= Masarang Foundation =

Indonesian non-profit organization

Masarang Foundation logo

Masarang Foundation, or Yayasan Masarang in Indonesian language, is an Indonesian non-profit organization, headquartered in Tomohon, North Sulawesi, Indonesia. Officially established on January 17, 2001, via Notary Act No. 175 and registered with the Department of Justice in Tondano (Registration No. 02/YS/2001/PN.TDO) on January 22, 2001. The organization focuses on environmental protection and community development through a holistic model that bridges social welfare, economic stability, and ecological health.

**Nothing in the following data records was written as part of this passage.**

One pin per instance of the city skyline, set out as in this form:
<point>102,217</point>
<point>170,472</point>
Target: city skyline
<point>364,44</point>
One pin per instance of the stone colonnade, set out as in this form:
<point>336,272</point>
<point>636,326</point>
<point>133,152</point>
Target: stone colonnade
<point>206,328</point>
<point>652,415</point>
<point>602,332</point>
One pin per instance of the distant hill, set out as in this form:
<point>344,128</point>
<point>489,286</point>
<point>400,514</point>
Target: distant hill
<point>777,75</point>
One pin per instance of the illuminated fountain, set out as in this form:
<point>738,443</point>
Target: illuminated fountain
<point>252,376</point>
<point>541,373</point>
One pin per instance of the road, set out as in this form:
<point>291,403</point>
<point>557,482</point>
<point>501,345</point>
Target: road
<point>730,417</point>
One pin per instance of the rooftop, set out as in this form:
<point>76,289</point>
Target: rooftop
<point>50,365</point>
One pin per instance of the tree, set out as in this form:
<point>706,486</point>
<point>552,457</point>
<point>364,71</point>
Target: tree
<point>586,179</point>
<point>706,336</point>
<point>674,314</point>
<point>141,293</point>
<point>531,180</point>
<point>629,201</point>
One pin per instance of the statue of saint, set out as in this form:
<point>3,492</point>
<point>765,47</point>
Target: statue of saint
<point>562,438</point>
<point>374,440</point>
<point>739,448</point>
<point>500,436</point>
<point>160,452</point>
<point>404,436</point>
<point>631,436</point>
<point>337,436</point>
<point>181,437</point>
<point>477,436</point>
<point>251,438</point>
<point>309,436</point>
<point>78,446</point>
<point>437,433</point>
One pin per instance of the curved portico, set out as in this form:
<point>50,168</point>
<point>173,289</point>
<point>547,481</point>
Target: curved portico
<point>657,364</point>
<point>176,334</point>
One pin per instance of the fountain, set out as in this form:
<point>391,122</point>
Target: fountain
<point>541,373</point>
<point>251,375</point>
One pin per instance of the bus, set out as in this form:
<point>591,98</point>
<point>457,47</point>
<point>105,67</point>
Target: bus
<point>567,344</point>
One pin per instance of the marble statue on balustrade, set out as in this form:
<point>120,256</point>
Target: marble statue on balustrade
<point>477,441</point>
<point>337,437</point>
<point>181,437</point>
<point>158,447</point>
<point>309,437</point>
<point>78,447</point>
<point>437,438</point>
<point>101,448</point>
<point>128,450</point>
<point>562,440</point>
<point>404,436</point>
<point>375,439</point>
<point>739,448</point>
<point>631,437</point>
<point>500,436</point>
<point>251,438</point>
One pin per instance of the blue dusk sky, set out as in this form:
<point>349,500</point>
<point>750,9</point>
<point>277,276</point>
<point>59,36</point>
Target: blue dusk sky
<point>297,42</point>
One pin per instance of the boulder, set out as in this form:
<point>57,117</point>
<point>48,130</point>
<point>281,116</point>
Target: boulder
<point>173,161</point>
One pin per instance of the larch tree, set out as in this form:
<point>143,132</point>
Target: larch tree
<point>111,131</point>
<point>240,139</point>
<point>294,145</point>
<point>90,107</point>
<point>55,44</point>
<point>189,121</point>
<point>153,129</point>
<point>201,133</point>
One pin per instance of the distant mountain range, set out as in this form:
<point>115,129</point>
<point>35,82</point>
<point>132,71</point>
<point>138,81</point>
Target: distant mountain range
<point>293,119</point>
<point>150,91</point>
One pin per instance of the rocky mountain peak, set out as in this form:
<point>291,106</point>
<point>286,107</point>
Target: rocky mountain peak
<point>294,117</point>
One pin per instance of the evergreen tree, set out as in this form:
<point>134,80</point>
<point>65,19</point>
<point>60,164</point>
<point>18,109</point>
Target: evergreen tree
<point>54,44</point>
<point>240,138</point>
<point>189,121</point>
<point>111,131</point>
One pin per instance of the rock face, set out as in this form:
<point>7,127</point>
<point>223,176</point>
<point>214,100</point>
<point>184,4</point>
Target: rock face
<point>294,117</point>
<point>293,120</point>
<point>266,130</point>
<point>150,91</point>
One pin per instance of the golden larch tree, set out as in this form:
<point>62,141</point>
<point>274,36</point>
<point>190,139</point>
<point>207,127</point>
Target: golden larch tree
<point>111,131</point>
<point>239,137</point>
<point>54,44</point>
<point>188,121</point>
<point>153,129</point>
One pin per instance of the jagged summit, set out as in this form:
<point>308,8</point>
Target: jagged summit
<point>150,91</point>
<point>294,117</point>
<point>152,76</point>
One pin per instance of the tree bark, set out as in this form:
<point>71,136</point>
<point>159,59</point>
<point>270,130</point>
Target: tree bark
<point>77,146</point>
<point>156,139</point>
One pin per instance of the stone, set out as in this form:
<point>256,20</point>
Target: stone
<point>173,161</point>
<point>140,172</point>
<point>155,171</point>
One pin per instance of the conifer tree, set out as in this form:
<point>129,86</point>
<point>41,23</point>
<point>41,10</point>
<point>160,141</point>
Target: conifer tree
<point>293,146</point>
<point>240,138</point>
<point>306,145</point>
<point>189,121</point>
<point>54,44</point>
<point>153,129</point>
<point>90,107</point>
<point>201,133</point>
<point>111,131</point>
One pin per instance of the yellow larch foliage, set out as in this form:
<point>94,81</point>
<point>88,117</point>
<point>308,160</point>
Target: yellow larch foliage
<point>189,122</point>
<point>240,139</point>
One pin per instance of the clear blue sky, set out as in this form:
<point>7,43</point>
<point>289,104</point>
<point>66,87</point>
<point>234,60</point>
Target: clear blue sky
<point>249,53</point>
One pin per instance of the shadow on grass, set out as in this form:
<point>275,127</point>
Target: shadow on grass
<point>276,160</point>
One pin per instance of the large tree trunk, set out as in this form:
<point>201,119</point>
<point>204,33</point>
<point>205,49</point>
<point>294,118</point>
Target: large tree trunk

Operating under the "People, Planet, Profit" philosophy, the foundation seeks to implement scalable, sustainable strategies to tackle global challenges, including deforestation, biodiversity loss, and rural economic hardship.

==History==

Masarang Foundation Office in Tomohon, North Sulawesi, Indonesia

Created by conservationist Dr. Willie Smits, the foundation was born out of a desire to address severe environmental degradation in Indonesia while fostering a stronger connection between forest preservation and local livelihoods. The organization has become a pioneer in developing social enterprises that allow local communities to benefit directly from their natural environment without clearing forests. Due to its innovative and impactful work, the foundation's Masarang Palm Sugar Factory project earned recognition as a finalist in the 2007 World Challenge.

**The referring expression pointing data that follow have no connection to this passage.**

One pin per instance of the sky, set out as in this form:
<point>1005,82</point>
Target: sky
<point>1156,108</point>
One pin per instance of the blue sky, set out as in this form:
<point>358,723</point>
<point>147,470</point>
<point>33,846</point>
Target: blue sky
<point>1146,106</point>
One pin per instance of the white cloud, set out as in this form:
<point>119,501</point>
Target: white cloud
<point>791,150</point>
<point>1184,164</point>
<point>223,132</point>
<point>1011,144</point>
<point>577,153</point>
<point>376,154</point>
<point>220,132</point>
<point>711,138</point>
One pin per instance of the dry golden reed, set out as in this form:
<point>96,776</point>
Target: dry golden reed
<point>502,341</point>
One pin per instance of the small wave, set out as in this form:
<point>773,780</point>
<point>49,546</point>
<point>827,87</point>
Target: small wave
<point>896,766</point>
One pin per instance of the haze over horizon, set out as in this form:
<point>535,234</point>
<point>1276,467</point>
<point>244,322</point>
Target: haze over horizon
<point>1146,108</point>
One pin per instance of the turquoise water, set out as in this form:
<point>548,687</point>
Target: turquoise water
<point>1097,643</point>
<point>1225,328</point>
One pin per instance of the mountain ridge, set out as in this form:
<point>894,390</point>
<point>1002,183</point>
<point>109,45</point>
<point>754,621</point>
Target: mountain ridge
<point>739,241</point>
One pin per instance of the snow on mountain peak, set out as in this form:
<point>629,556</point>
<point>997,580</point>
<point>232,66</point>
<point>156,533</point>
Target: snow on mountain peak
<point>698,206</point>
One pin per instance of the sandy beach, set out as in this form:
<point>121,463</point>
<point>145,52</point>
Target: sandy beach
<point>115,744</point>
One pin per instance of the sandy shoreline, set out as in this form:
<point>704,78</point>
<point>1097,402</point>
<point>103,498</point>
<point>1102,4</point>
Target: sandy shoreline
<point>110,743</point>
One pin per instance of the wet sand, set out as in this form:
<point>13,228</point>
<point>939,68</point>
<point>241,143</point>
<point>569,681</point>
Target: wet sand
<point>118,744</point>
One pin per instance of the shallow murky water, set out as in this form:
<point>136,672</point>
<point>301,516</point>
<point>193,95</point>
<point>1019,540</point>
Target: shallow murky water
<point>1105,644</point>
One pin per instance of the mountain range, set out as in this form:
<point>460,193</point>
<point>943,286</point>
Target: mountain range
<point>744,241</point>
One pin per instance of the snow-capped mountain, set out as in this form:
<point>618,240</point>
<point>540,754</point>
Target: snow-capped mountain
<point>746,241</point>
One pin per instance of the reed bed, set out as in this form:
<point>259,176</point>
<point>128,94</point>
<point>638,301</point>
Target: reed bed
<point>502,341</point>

==The Masarang Palm Sugar Factory==
Masarang Foundation has several programs, including scholarships, palm farmer groups, although the foundation is most notably for the Masarang Palm Sugar Factory program, that uses waste steam from the power plant to heat the sugar palm sap . The resulting high-quality product is now being successfully exported - with all profits going direct to the farmer's cooperative . The Masarang Palm Sugar Factory started its production after opening by President Susilo Bambang Yudhoyono on 14 January 2007.

== Vision and Mission ==

=== Vision ===
The foundation envisions a future where ecosystem preservation and local economic prosperity coexist through community-led conservation efforts.

=== Mission ===
The organization's key objectives include:

- Ecosystem restoration: Conducting reforestation and afforestation efforts in Sulawesi and Kalimantan to rehabilitate degraded lands into productive, biodiverse forests.

- Economic empowerment: Training local farmers in sustainable agricultural practices to provide stable incomes while ensuring the preservation of the sugar palm trees.

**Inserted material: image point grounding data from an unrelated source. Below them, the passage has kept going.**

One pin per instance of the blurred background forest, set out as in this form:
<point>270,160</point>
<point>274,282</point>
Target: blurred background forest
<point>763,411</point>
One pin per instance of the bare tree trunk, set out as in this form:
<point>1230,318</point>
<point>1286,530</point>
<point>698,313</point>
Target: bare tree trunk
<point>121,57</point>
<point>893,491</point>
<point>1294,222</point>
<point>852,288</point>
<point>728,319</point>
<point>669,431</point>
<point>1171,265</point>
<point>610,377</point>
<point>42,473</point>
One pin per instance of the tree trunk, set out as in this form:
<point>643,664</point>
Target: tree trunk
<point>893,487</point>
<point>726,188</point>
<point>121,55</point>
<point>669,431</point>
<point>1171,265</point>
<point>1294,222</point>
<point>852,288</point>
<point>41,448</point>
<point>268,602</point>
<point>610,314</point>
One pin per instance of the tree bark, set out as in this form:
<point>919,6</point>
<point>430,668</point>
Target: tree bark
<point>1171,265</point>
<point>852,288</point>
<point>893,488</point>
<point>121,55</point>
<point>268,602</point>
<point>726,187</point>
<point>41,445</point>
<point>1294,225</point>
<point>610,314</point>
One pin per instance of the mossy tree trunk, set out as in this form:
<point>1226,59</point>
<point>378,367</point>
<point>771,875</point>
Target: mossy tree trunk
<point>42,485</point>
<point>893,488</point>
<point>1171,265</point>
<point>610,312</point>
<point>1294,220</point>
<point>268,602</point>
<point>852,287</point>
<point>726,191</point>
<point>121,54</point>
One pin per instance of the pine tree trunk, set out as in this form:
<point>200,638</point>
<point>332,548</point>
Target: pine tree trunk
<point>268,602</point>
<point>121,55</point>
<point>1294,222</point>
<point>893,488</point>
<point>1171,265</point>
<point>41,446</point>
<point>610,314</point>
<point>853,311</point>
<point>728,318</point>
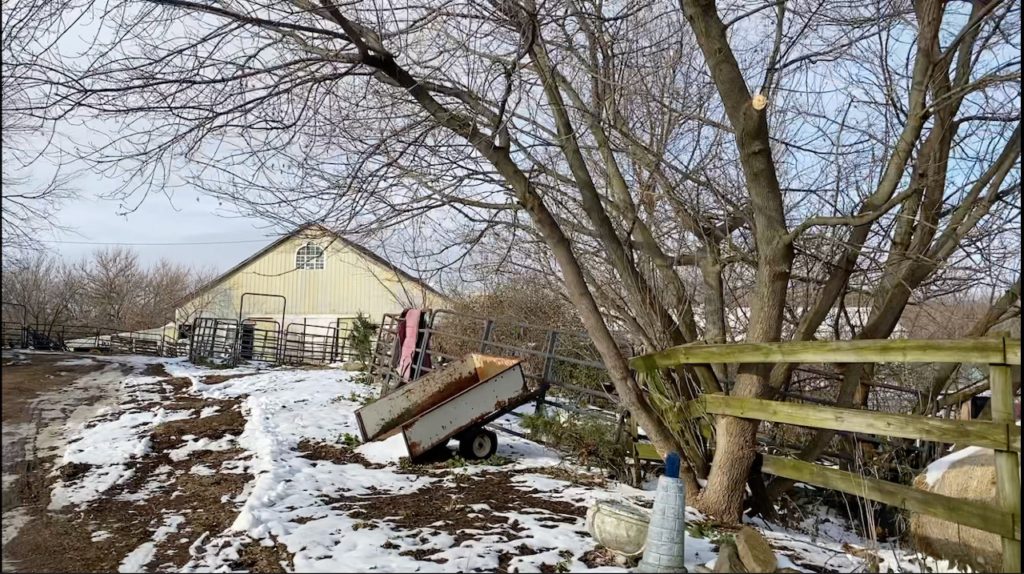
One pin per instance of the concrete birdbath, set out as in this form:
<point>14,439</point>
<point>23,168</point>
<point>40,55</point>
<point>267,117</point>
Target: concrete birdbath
<point>619,527</point>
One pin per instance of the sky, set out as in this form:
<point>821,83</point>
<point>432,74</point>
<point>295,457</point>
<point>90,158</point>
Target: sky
<point>189,218</point>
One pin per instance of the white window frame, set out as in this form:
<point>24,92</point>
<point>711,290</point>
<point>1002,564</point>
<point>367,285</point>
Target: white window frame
<point>309,262</point>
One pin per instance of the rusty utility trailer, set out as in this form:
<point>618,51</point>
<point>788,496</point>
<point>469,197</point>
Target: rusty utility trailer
<point>454,401</point>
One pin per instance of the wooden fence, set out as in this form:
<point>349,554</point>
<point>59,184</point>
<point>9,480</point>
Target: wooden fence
<point>999,434</point>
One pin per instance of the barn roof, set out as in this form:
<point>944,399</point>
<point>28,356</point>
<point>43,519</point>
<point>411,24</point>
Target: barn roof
<point>368,254</point>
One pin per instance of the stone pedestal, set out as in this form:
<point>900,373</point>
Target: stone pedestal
<point>666,535</point>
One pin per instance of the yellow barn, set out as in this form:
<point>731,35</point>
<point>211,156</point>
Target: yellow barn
<point>311,276</point>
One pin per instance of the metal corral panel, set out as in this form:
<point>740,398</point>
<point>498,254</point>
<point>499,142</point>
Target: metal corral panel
<point>473,406</point>
<point>412,399</point>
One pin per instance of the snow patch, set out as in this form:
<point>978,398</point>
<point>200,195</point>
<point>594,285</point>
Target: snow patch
<point>935,471</point>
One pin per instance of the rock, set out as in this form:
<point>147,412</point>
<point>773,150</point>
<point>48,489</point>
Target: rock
<point>754,550</point>
<point>728,559</point>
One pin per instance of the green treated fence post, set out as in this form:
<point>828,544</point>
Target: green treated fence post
<point>1007,461</point>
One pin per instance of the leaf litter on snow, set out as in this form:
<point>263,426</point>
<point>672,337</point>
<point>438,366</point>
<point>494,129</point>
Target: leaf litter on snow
<point>314,503</point>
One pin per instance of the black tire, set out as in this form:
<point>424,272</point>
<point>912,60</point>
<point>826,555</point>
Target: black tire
<point>478,445</point>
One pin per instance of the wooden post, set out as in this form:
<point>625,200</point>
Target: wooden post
<point>1008,482</point>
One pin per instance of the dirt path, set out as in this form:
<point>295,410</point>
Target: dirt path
<point>41,394</point>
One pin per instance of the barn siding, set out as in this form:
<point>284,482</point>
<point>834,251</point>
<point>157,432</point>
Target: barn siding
<point>349,283</point>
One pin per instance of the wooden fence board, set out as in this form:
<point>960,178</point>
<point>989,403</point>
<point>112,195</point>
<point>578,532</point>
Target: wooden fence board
<point>968,513</point>
<point>869,351</point>
<point>1008,480</point>
<point>975,433</point>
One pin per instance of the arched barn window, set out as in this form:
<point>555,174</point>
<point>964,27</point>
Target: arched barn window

- Wildlife protection: Operating wildlife rescue and rehabilitation facilities, such as the Tasikoki Wildlife Rescue Centre, for animals impacted by illegal trade.

- Renewable energy development: Promoting the use of eco-friendly energy, including technologies that utilize waste heat to assist in agricultural processing.

== Contribution and Impact ==
The Masarang Foundation has gained international recognition for its role in supporting climate resilience and biodiversity conservation. A significant contribution is its forest rehabilitation program, which has demonstrated the ability to transform barren lands into green areas in just three years using agroforestry methods. Furthermore, the foundation acts as a hub for education and advocacy, working to dismantle illegal wildlife trade networks and protect endangered species like the leatherback turtle along the coast of Sulawesi.